The real crime here is the loss of governance. Nowhere in our constitution is there a Hastert Rule, which says only items that a majority of the House’s Republicans agree to vote on will get voted on. This rule, if you think about it, is more insidious than the filibuster. The filibuster is a way to ensure the minority gets heard. The Hastert Rule allows no opportunity for the minority in the House to have any say on what comes before the House. It becomes even more like Catch 22 when you consider that many Republicans are totally okay with breaching the debt ceiling, in fact they are eager to see it happen. It’s not such a big deal, they say. Simply use cash coming in to pay off our foreign creditors. Everyone else can wait. My goodness, what kind of glue are they sniffing? If just one social security payment is late because of this, the Republican Party is done: dead as a doornail in the 2014 elections. It’s amazing they can be so totally clueless about the obvious. It just goes to show the danger of ideology because it can overrule any common sense whatsoever. The real “hostage taking” that President Obama referred to today will be the Republican Party. It has already being held hostage by the Tea Party. It’s like that scene from Blazing Saddles where the sheriff points a gun at his own head.

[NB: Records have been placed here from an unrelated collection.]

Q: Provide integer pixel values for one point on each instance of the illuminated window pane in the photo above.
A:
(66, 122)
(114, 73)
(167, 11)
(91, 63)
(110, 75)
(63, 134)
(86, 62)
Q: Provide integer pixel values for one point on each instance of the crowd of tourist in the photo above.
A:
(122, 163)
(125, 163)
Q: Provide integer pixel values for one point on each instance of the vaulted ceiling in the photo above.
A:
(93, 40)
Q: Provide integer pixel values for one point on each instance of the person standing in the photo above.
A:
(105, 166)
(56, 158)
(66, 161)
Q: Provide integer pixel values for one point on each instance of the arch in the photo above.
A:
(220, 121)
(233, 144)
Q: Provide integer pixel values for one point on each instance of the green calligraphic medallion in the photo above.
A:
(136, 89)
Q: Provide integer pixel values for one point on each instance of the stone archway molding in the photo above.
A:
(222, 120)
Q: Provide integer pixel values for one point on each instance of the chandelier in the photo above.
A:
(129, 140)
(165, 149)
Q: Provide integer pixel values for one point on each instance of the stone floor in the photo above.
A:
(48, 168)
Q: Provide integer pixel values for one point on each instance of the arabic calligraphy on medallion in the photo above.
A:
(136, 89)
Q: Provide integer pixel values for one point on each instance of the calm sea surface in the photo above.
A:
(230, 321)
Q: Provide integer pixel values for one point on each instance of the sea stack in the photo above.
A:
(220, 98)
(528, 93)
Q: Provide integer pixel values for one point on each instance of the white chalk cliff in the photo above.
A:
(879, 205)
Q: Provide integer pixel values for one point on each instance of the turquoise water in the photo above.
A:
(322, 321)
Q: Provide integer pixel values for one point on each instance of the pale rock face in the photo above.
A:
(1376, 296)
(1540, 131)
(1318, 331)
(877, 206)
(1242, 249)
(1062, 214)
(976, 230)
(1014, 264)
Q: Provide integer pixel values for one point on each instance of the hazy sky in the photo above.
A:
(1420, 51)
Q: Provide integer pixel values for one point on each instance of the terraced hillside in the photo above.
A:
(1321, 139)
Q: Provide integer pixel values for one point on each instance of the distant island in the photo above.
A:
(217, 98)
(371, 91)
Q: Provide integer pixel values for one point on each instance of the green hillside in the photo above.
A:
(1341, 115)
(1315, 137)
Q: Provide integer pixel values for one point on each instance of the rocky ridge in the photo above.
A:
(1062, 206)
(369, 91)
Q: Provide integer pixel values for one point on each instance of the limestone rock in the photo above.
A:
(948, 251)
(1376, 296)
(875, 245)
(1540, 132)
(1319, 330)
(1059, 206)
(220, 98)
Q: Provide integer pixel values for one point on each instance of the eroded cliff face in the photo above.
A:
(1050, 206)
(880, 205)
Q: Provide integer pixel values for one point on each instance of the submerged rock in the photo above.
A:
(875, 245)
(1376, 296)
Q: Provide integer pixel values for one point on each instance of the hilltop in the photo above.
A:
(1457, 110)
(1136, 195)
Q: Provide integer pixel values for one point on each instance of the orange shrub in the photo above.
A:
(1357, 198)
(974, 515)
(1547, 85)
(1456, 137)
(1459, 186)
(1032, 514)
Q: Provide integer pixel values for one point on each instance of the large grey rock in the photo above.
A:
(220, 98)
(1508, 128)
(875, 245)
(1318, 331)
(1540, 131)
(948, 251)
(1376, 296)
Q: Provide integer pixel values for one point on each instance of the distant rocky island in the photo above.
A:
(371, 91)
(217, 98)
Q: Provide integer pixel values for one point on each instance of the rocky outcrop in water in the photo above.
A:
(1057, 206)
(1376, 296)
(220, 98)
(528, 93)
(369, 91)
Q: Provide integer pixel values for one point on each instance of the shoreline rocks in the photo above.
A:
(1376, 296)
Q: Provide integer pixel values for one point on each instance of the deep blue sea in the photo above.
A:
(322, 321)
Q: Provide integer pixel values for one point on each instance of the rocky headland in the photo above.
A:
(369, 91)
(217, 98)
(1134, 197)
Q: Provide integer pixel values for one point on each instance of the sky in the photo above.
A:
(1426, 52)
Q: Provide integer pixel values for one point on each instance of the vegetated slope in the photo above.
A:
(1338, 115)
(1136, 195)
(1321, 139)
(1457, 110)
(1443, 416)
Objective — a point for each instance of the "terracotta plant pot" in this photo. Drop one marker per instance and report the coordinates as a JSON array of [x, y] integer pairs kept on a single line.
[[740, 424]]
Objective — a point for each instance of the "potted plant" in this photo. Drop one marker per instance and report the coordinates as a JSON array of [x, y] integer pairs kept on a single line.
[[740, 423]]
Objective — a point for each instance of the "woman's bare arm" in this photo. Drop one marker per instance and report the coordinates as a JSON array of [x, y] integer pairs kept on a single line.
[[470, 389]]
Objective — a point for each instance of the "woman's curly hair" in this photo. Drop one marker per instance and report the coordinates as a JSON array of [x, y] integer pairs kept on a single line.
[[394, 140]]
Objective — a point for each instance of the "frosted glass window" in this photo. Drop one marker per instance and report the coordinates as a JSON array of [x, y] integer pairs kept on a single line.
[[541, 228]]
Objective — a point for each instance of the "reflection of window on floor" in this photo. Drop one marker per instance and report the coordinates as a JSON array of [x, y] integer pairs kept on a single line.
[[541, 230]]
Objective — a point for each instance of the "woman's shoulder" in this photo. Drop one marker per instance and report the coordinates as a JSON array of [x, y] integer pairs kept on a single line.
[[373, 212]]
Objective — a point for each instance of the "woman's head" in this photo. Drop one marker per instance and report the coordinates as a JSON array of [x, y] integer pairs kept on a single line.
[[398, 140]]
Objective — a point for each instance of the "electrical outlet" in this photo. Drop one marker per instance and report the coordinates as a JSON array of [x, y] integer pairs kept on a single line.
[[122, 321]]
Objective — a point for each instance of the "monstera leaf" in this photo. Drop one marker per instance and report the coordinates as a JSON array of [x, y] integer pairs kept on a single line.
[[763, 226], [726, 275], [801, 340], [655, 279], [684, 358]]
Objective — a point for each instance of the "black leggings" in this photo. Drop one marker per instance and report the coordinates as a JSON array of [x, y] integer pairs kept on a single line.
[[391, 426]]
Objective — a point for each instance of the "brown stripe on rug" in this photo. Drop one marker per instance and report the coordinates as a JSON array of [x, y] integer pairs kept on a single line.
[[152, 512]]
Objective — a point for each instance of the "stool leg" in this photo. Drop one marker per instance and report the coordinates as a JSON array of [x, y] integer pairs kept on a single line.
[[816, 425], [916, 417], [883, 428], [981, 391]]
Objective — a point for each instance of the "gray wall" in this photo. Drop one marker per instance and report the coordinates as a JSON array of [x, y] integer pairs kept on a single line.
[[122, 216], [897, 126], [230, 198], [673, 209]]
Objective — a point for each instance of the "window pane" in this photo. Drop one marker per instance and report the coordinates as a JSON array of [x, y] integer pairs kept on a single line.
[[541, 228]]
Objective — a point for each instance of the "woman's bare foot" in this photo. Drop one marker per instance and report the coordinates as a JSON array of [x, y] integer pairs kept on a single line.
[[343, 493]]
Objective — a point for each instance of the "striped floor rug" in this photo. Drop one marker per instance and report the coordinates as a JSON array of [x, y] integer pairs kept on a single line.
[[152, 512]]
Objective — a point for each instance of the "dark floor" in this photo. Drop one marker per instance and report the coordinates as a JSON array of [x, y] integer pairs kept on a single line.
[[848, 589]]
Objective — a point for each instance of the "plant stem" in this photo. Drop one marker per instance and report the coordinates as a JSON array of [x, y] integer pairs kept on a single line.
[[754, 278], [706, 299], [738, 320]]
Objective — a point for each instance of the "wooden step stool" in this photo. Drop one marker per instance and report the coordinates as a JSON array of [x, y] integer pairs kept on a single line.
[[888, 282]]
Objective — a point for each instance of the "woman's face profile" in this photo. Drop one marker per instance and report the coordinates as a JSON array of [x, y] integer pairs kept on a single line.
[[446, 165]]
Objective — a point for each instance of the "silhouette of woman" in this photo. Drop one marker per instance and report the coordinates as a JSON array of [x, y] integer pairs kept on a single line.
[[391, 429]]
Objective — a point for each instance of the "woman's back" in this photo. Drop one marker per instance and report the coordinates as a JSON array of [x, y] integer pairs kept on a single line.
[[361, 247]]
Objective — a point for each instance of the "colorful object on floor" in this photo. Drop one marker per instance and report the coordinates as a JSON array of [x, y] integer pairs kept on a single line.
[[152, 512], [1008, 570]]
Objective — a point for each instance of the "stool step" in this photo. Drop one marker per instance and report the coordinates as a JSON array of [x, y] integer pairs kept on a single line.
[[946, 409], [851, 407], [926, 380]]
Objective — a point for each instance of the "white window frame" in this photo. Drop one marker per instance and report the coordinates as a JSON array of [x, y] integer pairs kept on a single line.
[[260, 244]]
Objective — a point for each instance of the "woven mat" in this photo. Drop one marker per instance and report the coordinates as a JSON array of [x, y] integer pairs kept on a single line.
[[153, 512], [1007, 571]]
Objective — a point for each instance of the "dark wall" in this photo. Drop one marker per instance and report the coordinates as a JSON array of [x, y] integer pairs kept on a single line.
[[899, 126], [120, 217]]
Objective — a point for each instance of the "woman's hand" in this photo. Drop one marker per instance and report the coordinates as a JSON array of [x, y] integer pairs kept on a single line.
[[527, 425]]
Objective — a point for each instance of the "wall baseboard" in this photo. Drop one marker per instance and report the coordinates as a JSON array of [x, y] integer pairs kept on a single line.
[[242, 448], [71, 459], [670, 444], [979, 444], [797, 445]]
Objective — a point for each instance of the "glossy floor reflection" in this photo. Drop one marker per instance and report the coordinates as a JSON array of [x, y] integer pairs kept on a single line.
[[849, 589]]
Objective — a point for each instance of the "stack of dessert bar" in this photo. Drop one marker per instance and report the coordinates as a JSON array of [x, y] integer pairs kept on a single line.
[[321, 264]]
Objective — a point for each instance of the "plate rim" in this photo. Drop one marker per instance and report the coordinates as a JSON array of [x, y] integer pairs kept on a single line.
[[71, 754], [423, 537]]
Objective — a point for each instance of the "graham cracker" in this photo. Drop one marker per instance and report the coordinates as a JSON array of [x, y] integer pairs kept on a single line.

All work in government is essential because Congress authorized it. It’s just that a lot of the work does not seem essential when you did not vote for the law. The work I do involves planning projects that take years to move from idea to implementation. It means lots of requirements, prototypes of system changes, vetting with user groups, detailed project plans, project tracking and oversight and lots of levels of testing. Declare this work nonessential and you make government less effective. In my case, the impact is that our scientific data is less likely to be shared, or shared as quickly as it could be. It could impact interdisciplinary studies needed to understand the impact of human activities on our climate.
I doubt it’s more important for me to sit at home and paint walls instead. However, if this is how you want to stop government from governing, it is effective, just much more costly than letting government do its business. If Congress wants to tell us this work is no longer essential, it can pass a law and we’ll stop.
Meanwhile, I’ll keep painting. The money is great!